There ought be few illusions about “infiltrating the DoD” (in fact, that is probably more deluded than the capture of the judiciary), but any realistic “meritocratic” approach to the affairs of state must seek out all inexpensive, durable havens which can supplant exhausted, petrified bureaucratic systems and modes of order. Though Congress must guarantee offices such as CROWS, the Trump administration can effectively steer the early development and hirings of these offices which would be protected from administration turnover by de facto “lock-in”, like with most business software systems, caused by the requisite competence and tribal knowledge. If “American Dynamism” and “Reindustrialize” are to be actualized, not only will a tremendous amount of regulation need to be overturned by Congress but also military acquisition will need to orient itself towards technological expertise before mere “experience” or “credentials” (the great hurdle in the development of modern Western state) and grant contract authority on this basis. A more ambitious exploration of the American military bureaucracy would take on the socioeconomic clauses embedded in Federal Acquisition Regulation contracts, but for now this will do.

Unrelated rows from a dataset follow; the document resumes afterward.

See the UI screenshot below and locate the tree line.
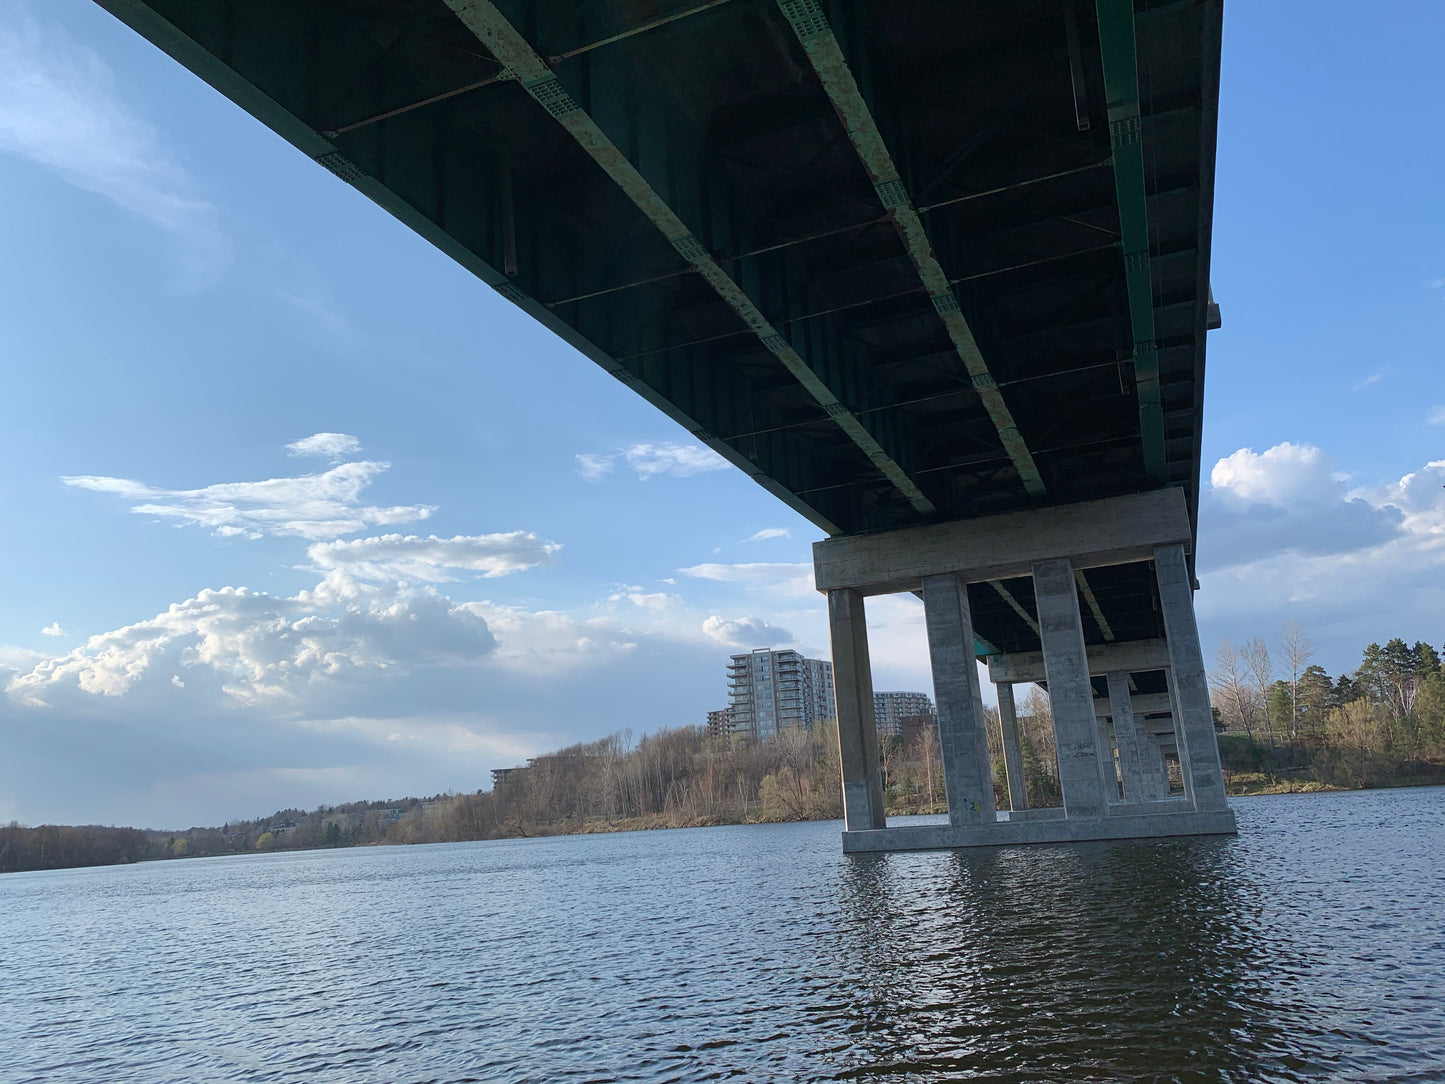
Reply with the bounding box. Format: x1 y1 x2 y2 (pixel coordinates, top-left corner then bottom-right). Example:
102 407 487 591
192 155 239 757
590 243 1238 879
1211 623 1445 791
6 624 1440 874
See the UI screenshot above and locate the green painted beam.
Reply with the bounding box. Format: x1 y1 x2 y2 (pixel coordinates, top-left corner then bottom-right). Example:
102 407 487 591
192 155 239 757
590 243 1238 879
441 0 936 518
776 0 1048 500
1095 0 1167 485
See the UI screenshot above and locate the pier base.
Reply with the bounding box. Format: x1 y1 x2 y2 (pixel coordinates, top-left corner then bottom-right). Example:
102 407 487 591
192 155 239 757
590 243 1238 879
813 490 1237 854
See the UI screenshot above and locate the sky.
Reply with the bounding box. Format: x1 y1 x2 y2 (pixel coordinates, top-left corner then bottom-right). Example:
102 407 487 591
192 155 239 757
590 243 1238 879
1 1 1441 829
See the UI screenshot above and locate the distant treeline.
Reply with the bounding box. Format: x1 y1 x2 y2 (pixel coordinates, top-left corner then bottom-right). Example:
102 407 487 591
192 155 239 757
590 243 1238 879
6 628 1442 875
1210 628 1445 793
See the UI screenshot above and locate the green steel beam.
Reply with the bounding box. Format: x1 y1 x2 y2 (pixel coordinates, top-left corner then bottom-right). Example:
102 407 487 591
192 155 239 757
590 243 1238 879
1095 0 1168 485
1074 568 1116 642
775 0 1048 500
441 0 936 518
989 580 1040 636
92 0 849 538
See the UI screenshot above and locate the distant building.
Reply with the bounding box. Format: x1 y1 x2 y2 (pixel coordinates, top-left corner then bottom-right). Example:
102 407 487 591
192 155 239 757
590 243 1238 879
899 713 939 750
727 648 835 743
874 691 936 737
705 708 731 740
490 767 525 789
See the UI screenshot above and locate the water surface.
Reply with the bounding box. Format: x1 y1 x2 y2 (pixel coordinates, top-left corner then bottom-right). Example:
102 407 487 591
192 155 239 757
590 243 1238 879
5 788 1443 1082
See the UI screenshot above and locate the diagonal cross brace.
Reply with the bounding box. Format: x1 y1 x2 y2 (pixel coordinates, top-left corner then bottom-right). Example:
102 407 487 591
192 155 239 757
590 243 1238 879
442 0 936 516
1096 0 1167 485
775 0 1047 498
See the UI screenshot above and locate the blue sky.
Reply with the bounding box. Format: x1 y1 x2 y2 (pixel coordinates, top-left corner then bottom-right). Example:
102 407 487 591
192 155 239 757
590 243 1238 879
1 2 1441 828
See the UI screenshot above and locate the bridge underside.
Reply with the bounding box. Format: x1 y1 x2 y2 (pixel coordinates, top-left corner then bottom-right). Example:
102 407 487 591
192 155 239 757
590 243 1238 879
96 0 1232 848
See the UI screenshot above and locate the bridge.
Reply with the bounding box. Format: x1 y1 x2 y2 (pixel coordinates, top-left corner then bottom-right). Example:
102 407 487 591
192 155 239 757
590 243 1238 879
95 0 1234 850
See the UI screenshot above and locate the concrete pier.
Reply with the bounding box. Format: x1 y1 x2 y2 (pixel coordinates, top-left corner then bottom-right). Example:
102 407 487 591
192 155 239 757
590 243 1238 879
814 489 1236 852
996 682 1028 811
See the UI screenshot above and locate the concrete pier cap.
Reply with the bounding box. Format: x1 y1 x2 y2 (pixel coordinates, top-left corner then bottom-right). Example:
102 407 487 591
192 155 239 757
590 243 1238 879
814 488 1236 853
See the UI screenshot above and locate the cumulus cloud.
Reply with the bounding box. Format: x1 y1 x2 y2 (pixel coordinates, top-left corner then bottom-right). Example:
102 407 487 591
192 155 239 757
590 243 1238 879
40 623 64 637
306 532 561 583
286 432 362 460
1428 405 1445 426
701 615 794 648
7 582 500 709
63 460 433 540
0 13 226 276
1197 447 1445 663
576 442 729 481
1200 443 1403 569
743 527 792 543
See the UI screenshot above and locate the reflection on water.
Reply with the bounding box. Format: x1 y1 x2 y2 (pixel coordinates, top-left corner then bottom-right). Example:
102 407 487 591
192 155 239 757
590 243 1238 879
3 789 1443 1083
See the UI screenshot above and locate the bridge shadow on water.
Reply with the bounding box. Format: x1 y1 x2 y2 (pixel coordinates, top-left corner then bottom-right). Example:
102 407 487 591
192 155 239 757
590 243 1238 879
823 833 1307 1083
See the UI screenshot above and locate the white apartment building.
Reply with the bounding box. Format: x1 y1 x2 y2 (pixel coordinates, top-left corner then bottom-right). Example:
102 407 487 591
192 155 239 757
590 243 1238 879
873 691 937 738
726 648 835 742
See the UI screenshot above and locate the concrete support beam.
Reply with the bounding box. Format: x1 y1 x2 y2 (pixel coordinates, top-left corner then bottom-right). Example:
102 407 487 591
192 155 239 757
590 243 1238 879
1095 716 1120 802
827 589 885 830
1154 544 1229 811
996 682 1029 811
923 574 996 825
1107 670 1147 802
1095 690 1172 717
1033 557 1109 818
989 638 1170 686
814 488 1191 595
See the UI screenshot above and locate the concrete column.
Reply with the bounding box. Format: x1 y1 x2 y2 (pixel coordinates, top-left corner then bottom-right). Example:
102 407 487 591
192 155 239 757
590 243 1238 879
922 574 996 825
1031 557 1109 818
1154 545 1229 811
1094 714 1119 802
996 682 1028 811
1106 671 1146 802
1141 735 1169 798
827 588 885 830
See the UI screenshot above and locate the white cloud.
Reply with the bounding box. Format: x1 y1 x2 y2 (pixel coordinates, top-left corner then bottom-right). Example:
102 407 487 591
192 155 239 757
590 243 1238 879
678 561 816 598
576 442 729 481
1197 448 1445 668
40 623 64 637
0 13 226 276
286 433 362 460
1351 369 1387 390
743 527 792 543
701 615 794 648
63 460 433 540
574 453 615 482
1209 442 1339 506
306 532 560 583
1201 442 1402 570
1427 405 1445 426
623 442 728 478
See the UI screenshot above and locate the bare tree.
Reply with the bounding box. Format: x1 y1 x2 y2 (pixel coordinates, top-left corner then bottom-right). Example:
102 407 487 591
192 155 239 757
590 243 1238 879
1279 621 1316 740
1211 638 1260 740
1244 637 1276 746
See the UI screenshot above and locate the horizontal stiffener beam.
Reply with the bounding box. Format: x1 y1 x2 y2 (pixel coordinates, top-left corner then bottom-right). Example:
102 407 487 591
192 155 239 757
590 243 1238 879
987 638 1171 685
813 487 1191 595
442 0 936 516
776 0 1046 499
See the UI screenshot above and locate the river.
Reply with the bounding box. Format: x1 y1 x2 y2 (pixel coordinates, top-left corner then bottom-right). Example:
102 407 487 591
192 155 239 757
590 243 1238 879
4 788 1443 1082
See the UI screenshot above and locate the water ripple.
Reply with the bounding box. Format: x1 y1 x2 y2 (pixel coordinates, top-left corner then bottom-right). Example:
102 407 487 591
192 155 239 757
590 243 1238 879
3 789 1444 1082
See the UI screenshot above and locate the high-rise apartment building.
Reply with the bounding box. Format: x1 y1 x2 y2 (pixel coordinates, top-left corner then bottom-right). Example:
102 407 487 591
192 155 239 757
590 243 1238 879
873 691 937 738
705 708 731 741
726 648 835 742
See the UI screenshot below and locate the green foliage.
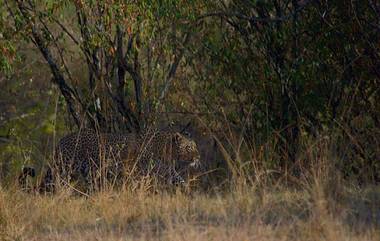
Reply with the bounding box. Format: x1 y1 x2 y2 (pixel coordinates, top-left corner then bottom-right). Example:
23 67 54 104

Anduril was founded in 2017 with the allegedly novel acknowledgment by Trae Stephens and Palmer Luckey that venture-backed startups, outside of Palantir, were inadvertently kneecapping their revenue growth by ignoring government technology allocation. It was believed that, at least in the defense space, that prime contractors were so entrenched with the government that no pockets of meritocratic acquisition existed. After major cultural changes in the then-Department of Defense (including the standing up of the Defense Innovation Unit as well as the development of offices like CROWS), this is less the case than before.
The next step in public--private development and partnership is to recognize the inverse of Anduril’s founders. As “public intellectual” or “grinder” status clouds the judgment of Silicon Valley’s investor class, its basis for determining talented founders—which effectively results in them “picking winners”—has withered such that it might as well be on par with the government’s emphasis on credentials and experience. More, as government contracts are increasingly competed on by venture-backed startups, an opportunity re-emerges for a halcyonic DARPA shogunate which places complete focus on technological development backed by government security. CROWS, to be clear, is not that; however, its combination of funding allocation authority and forward-deployed cyber teams is the type of leeway which functions as the prerequisite for this idea. Small, agile teams thinking from “first principles” and provided hands-on experience with the most important technologies for the empire’s dominion can be a hot-bed for this “government startup” notion which I intend to elaborate in the near future.
[1] Example Startups: Theseus, PrismaX, Polymath Robotics, Albacore, Guardian RF, and Impossible Metals—not to mention major players in the space like Anduril and Saronic.
As a deep tech guy, I've seen millions evaporate due to lack of testing for (startup) bureaucratic reasons. The lack of testing you mentioned is nothing new, another example is [1] the Mark 14, but there is a positive, merit driven story: Sims' revolution in naval gunnery[2] which only happened after he wrote to President Roosevelt himself. I hope your suggestions reach those with the ability to implement them!